I am once again NOT getting over how the Unknowing reveals each character's most core instincts by stripping away their rational understanding of context.
Strip away Tim's understanding of the situation, and you see that his anger is bone deep and insatiable. There is genuine hurt and righteous fury there, but he no longer cares where that fury is directed. There's a reason Elias called him a "rogue element."
Strip away Basira's understanding of the situation, and she immediately starts caculating how to function with little to no available info. She relies so heavily on her senses and her own judgement of simple *if x, then y* logic that she doesn't need to understand things in order to navigate them.
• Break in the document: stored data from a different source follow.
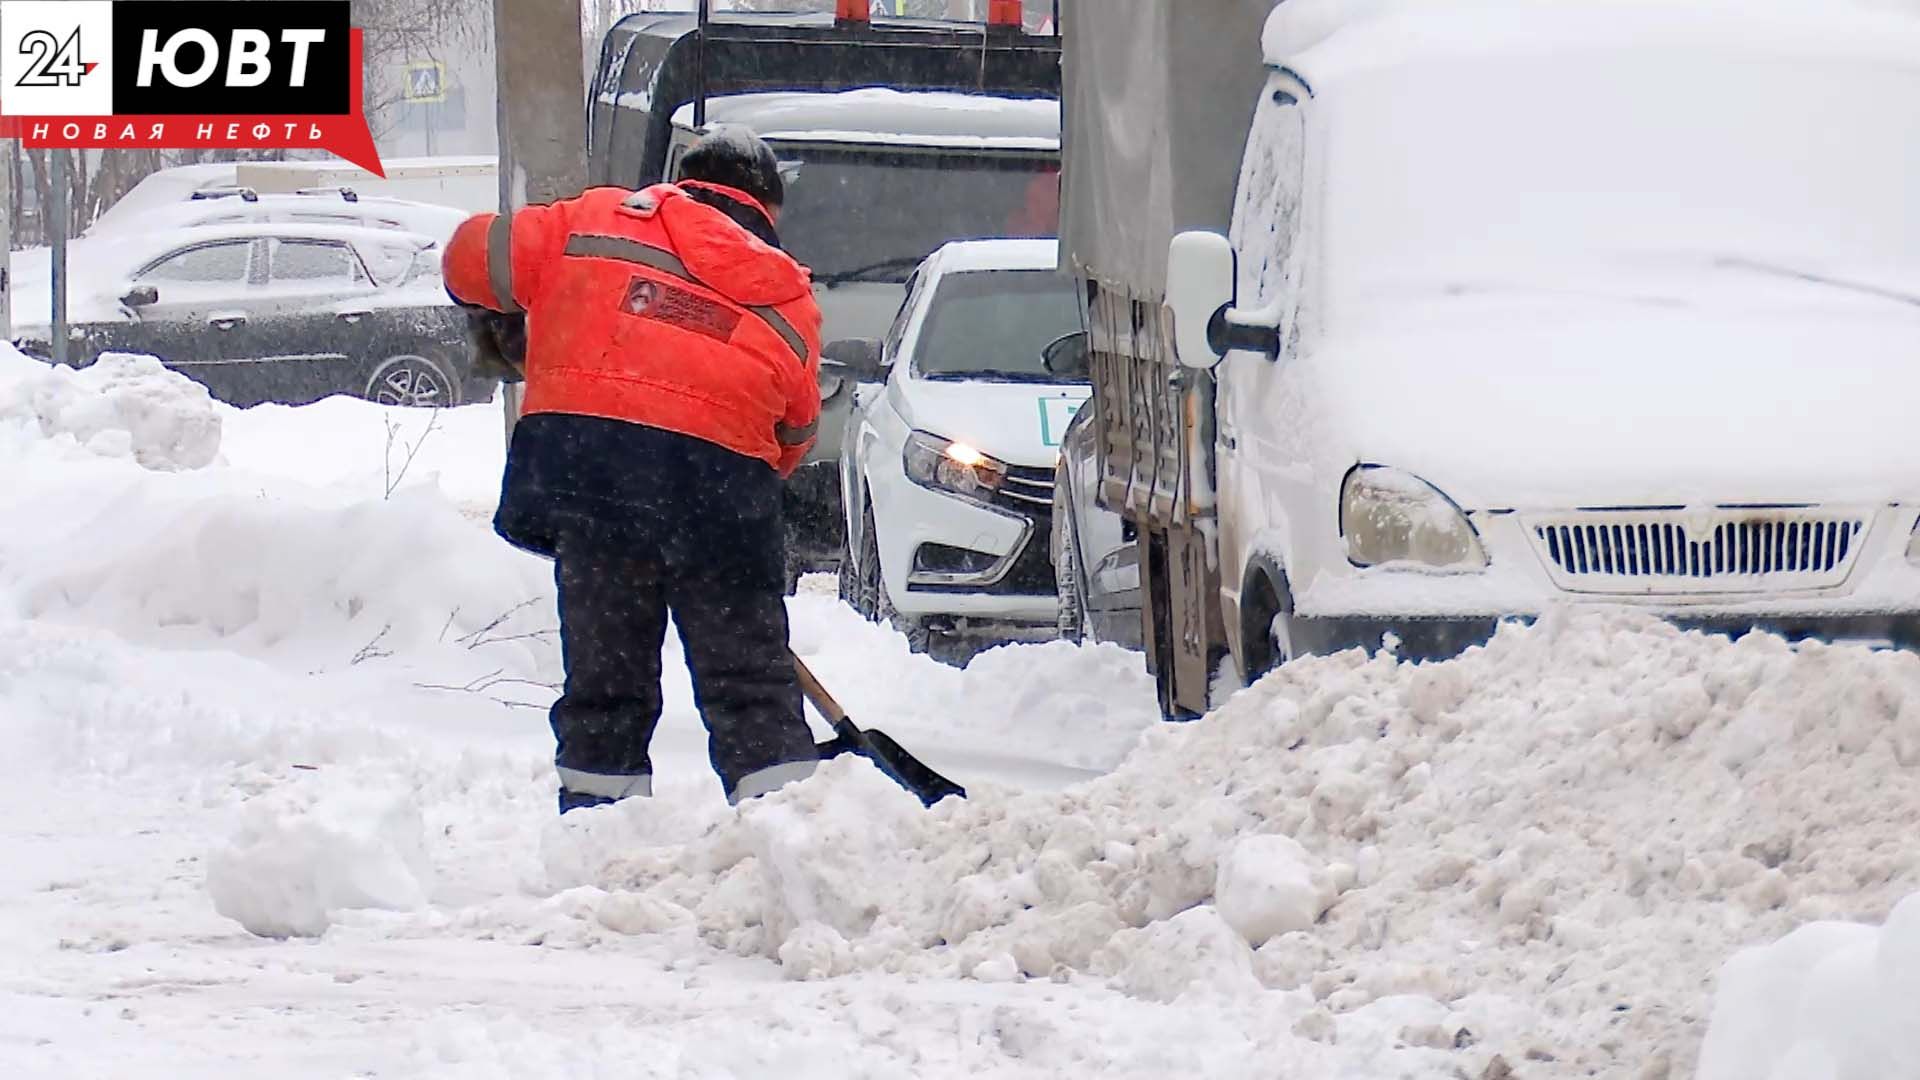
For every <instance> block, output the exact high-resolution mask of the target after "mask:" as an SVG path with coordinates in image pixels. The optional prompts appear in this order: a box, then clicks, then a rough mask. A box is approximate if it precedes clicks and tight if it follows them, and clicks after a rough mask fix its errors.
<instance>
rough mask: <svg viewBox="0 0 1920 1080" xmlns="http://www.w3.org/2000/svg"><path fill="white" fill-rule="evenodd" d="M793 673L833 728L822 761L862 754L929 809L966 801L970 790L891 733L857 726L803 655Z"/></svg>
mask: <svg viewBox="0 0 1920 1080" xmlns="http://www.w3.org/2000/svg"><path fill="white" fill-rule="evenodd" d="M793 671H795V675H799V676H801V694H804V696H806V700H808V701H812V703H814V709H820V715H822V717H826V721H828V723H829V724H833V738H831V740H829V742H822V744H820V759H822V761H826V759H829V757H839V755H841V753H858V755H860V757H866V759H868V761H872V763H874V765H876V767H879V771H881V773H885V774H887V776H891V778H893V782H895V784H899V786H902V788H906V790H908V792H912V794H914V798H918V799H920V801H922V803H925V805H929V807H931V805H933V803H937V801H941V799H945V798H947V796H958V798H962V799H964V798H966V788H962V786H960V784H954V782H952V780H948V778H947V776H941V774H939V773H935V771H933V769H927V765H925V763H924V761H920V759H918V757H914V755H912V753H906V749H904V748H902V746H900V744H897V742H893V738H891V736H887V732H877V730H872V728H860V726H856V724H854V723H852V721H851V719H849V717H847V709H841V707H839V701H835V700H833V696H831V694H828V688H826V686H822V684H820V680H818V678H814V673H812V671H808V669H806V663H804V661H801V657H799V655H795V657H793Z"/></svg>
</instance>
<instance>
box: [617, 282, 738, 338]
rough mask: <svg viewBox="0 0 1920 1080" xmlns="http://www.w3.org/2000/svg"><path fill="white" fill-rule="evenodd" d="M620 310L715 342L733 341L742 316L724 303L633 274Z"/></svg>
mask: <svg viewBox="0 0 1920 1080" xmlns="http://www.w3.org/2000/svg"><path fill="white" fill-rule="evenodd" d="M620 309H622V311H626V313H628V315H639V317H641V319H653V321H657V323H666V325H672V327H680V329H682V331H691V332H695V334H703V336H708V338H712V340H716V342H730V340H733V331H735V329H737V327H739V319H741V313H739V311H735V309H732V307H728V306H726V304H718V302H714V300H707V298H705V296H699V294H693V292H687V290H685V288H680V286H674V284H668V282H664V281H653V279H649V277H641V275H634V281H632V282H628V286H626V300H624V302H622V304H620Z"/></svg>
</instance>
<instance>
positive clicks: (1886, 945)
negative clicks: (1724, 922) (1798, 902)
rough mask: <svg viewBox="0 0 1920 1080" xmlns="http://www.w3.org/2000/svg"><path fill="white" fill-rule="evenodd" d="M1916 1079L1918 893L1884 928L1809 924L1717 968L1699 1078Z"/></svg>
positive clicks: (1842, 923) (1907, 899)
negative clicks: (1714, 986) (1705, 1042)
mask: <svg viewBox="0 0 1920 1080" xmlns="http://www.w3.org/2000/svg"><path fill="white" fill-rule="evenodd" d="M1893 1076H1920V894H1916V896H1910V897H1907V899H1905V901H1903V903H1901V905H1899V907H1895V909H1893V915H1891V917H1889V919H1887V924H1885V926H1884V928H1874V926H1860V924H1855V922H1812V924H1809V926H1801V928H1799V930H1795V932H1791V934H1788V936H1786V938H1784V940H1782V942H1778V944H1774V945H1766V947H1757V949H1747V951H1743V953H1740V955H1736V957H1734V959H1732V961H1730V963H1728V965H1726V967H1724V969H1722V970H1720V990H1718V997H1716V1001H1715V1009H1713V1028H1711V1030H1709V1032H1707V1045H1705V1047H1703V1049H1701V1065H1699V1080H1882V1078H1893Z"/></svg>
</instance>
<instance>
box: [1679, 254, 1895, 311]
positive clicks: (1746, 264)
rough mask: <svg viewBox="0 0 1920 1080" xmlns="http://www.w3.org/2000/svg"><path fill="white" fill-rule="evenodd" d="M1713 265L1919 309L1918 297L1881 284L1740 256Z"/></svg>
mask: <svg viewBox="0 0 1920 1080" xmlns="http://www.w3.org/2000/svg"><path fill="white" fill-rule="evenodd" d="M1715 265H1718V267H1726V269H1745V271H1755V273H1764V275H1772V277H1786V279H1793V281H1805V282H1809V284H1824V286H1828V288H1843V290H1847V292H1859V294H1862V296H1878V298H1880V300H1891V302H1895V304H1905V306H1908V307H1920V296H1914V294H1910V292H1901V290H1897V288H1885V286H1882V284H1868V282H1864V281H1845V279H1839V277H1826V275H1818V273H1812V271H1803V269H1795V267H1776V265H1772V263H1763V261H1759V259H1745V258H1740V256H1722V258H1718V259H1715Z"/></svg>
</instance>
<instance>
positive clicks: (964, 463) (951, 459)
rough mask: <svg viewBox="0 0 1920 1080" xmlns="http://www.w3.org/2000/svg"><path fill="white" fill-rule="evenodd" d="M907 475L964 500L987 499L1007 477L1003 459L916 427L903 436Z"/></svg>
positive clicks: (984, 500) (937, 491) (997, 489)
mask: <svg viewBox="0 0 1920 1080" xmlns="http://www.w3.org/2000/svg"><path fill="white" fill-rule="evenodd" d="M902 457H904V465H906V479H910V480H912V482H916V484H920V486H922V488H933V490H935V492H943V494H950V496H960V498H964V500H973V502H987V500H991V498H993V492H996V490H1000V484H1002V482H1004V480H1006V463H1004V461H998V459H995V457H987V455H985V454H981V452H979V450H975V448H972V446H968V444H964V442H954V440H950V438H941V436H937V434H927V432H924V430H916V432H912V434H908V436H906V450H904V455H902Z"/></svg>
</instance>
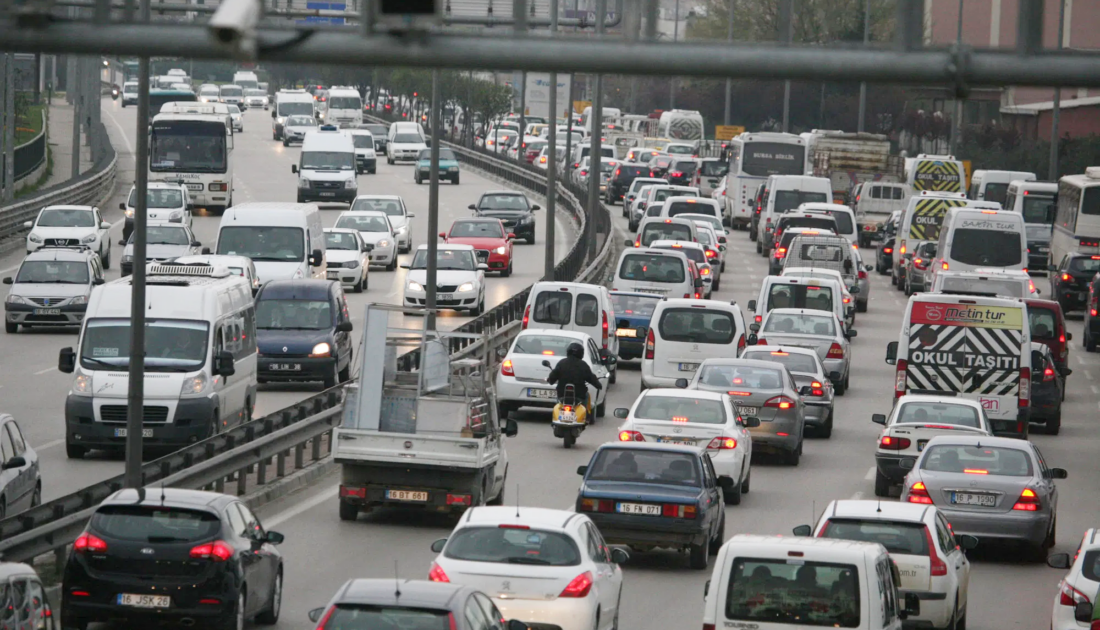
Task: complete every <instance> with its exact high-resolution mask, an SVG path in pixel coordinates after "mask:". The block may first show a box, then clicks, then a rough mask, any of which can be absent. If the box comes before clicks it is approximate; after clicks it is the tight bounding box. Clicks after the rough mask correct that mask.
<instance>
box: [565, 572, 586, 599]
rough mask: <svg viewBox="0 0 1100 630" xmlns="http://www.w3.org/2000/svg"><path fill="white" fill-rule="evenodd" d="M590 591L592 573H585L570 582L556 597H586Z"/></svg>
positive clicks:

And she knows this, which gives her the resolve to see it through without second-guessing herself, either.
Strip away Daisy's understanding of the situation, and she is left almost ferally defensive. She doesn't trust anything, and she is so accustomed to operating in situations wherein she has the undeniable upper hand that she is immediately set on the aggressive (akin to an animal attacking out of fear) when she is no longer certain of where she stands. You see a similar, if more subdued, version of this in her interview with Elias when she loses her advantage and starts making more and more desperate death threats the more certain she is that he has one over her.
Finally, Jon. Strip away Jon's understanding of the situation and you find underneath it all the same core that has been there since the beginning of s1: an insecure man who is frightened by the significance of the task placed on him. A man who is desperately searching for some guidance and help. A man who is so intrinsically willing to trust if only there isn't some exterior circumstance causing him to doubt.